Из переулка выехала пароконная повозка, груженная неободранными, в сухом листе, початками кукурузы, рядом с лошадьми шагал фермер в высоких сапогах, в обвислой шляпе и в жилете поверх серой рубахи. Он замедлил шаг, похлопал по крупу лошадь, спроваживая ее вперед, а сам поотстал и снял шляпу.
— Здравствуйте! — откликнулась Вирджиния.
— Что, не открывает? — усмехнулся он.
— Вышел куда-нибудь, — Владимиров оглянулся на дом, резная из железа корона над трубой резко обозначилась в небе.
— Прежде у них открыто бывало, теперь — на запорах. Жил тут при нем один, дров нарубил.
— Что же он делает там, закрывшись?
— А все пишет! Жжет бумаги и новые пишет.
— Как же вы знаете, что он жжет именно бумаги?
— По дыму. А то мальчишки в окно заглянут. — Он вдруг напрягся лицом и снова сорвал с головы шляпу. — Добрый день, мистер Турчин, тут вас поджидают.
В дверях стоял Турчин. Он кивнул фермеру и не сводил с него глаз, пока тот не пошел своей дорогой.
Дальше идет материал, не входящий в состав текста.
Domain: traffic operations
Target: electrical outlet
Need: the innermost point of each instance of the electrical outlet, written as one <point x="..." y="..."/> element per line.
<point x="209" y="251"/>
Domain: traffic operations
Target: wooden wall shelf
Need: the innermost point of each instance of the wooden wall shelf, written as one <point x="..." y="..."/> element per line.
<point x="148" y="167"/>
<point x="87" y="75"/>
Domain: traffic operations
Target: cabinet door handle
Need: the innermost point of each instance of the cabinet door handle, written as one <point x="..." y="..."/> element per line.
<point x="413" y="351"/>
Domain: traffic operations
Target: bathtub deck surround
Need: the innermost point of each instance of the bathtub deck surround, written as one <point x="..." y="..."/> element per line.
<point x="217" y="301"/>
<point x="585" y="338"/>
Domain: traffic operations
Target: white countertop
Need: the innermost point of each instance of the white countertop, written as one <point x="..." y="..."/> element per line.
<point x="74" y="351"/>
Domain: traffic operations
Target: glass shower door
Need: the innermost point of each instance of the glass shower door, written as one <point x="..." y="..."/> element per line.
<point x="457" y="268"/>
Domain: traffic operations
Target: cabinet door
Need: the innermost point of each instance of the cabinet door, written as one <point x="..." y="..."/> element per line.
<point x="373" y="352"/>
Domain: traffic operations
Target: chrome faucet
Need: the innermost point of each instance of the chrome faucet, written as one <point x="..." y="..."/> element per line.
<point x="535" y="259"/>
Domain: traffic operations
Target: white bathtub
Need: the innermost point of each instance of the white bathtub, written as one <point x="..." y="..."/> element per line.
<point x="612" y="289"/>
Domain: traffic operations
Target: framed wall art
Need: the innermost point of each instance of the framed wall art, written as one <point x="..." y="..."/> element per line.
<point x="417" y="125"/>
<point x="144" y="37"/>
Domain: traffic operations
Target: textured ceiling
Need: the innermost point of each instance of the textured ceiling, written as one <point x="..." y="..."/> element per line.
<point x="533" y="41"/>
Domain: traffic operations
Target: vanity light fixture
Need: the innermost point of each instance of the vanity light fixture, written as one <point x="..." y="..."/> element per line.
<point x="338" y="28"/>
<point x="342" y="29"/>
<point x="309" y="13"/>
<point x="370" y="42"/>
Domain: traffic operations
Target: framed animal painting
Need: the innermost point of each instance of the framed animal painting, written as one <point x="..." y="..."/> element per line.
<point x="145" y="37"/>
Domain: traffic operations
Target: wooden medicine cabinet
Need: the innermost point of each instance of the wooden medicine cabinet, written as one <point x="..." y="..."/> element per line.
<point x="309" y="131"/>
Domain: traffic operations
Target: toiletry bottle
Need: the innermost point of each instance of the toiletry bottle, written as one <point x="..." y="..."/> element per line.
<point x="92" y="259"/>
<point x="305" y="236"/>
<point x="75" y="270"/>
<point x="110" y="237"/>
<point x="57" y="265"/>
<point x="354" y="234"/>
Турчин в сером пальто с узким бархатным воротником, в штиблетах, со шляпой в руках, но без галстука; из-под бороды выглянул мятый ворот рубахи.
Вирджи бежала к Турчину, он захлопнул дверь и подпер ее стариковской покатой спиной. Она поцеловала его в небритые щеки, ощутила — с брезгливой жалостью — чужой, враждебный запах старости.
— Это — Новак, сын Яна Новака, здешнего первопоселенца, — сказал Турчин вслед фермеру. — Я, признаться, не сразу услышал ваш стук, — неловко солгал Турчин. Что-то он прикидывал в уме: искал, как уберечь свое одиночество. — Спасибо, одолжили старика, — сказал Турчин по-русски.
— Я не из числа благодетелей человечества, — холодно сказал Владимиров, — У меня свой интерес, своя корысть. Вы спрашивали книгу отца, он послал ее тотчас же, но путь не близкий.
Турчин принял книгу резко, схватил стариковской, перепончатой рукой, листал, отстраняясь, чтобы лучше видеть, шевелил губами, дивясь, что прошла жизнь, целый век на другой планете, а он читает кириллицу, и все ему близко, всякое слово, любая строка и начертание буквы. Ослабели колени, голову закружило, с родными литерами дохнул на него степной зной Придонья, уши забил гомон пролетающих над весенним Аксаем птиц, зовущий голос матери, тихое покашливание отца, ноздри хватали тепло побеленной, в половину хаты, печи.
— Миша сразу мне добрым показался… едва он вошел в контору на Вашингтон-стрит… — бормотал старик, ухватывая глазом строки. Чем-то он заинтересовался особо: — Знаменитые канаты с Кронштадтского завода… как же, помню. Демидовские рельсы, якоря, цепи… самовар, клепанный из одного листа: вот так удивили мир! Машина господина Алисова для печатания нот?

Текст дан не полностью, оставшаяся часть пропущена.